一体、これからどうなってしまうのか。最悪の事態を考えて俺の額に冷たい汗が伝った。
だが、顔を上げた視線の先には、好意的な表情が待っていた。
「許します」
俺はあっさりとした言葉に、ぽかんと口を開ける。
むしろセレスティアは何かをねだるような顔で、しゃがんで視線の高さを同じくした。
「むしろ、さっきのお話の仕方で接してくれませんか? 私のこともセレスと呼んでください」
「いや、さすがにそれは」
「大丈夫。ここには他に誰もいないでしょう?」
考えるのに、俺は数秒かかった。
果たして相手から願い出てきたとしても、雲の上の人物と対等な物言いをしていいものなのだろうか。

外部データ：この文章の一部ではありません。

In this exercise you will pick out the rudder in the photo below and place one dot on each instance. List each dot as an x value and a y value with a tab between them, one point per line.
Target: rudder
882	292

初対面の女性を急に愛称で呼んでいいものなのだろうか。
というか、そんなぐいぐい距離を詰めてくるものなのだろうか。
アッ、もしかして……俺に一目惚れ――。
……いやいや、あぶないあぶない。
そんな中学生みたいな勘違いをしてはいけない。
ちょっと距離を縮められたくらいで心を許しては足元をすくわれる。
「駄目ですか……? グレン……」
セレスティアは俺の手を油まみれにも関わらず取って、上目遣いで懇願してきた。
あああああアアァァァァァ! 顔が良いいぃぃぃ! 胸の谷間が見えてるうううううう!
――だが!
ふっ、俺には妹という全世界で一番尊い存在がいる。
この程度で篭絡されるほどヤワじゃない。
しかし、ここまでするセレスティアのお願いを断るのも無礼に当たるかもしれない。
そう判断し、俺はそれとなく手を引いて言う。
「わかりま……わかったよ。セレス」
「ふふっ、ありがとうございます。グレン」
そう微笑むセレスの笑顔は美しかった。
だが、やっと落ち着いて彼女の顔を見て、気づいた。
魔石灯の光の弱さのせいでわからなかったのもあるだろう。
彼女は、鮮やかな深紅の瞳を持っていたのだ。
この国に、いや、この世界では知らないやつはいない。
【凶兆の紅い瞳】――その瞳を持つものは【
領主の長女の顔を知っている者は数少ない――そう言われている理由を俺は今、知った。
忌み嫌われた存在であるその瞳のことを、領主は隠しておきたかったのだろう。
ついでに言うと、俺のゲーム知識にも心当たりがある。いや、ありすぎる。
【凶兆の紅い瞳】の女といえば、ゲームにおいての隠しボスなのだから。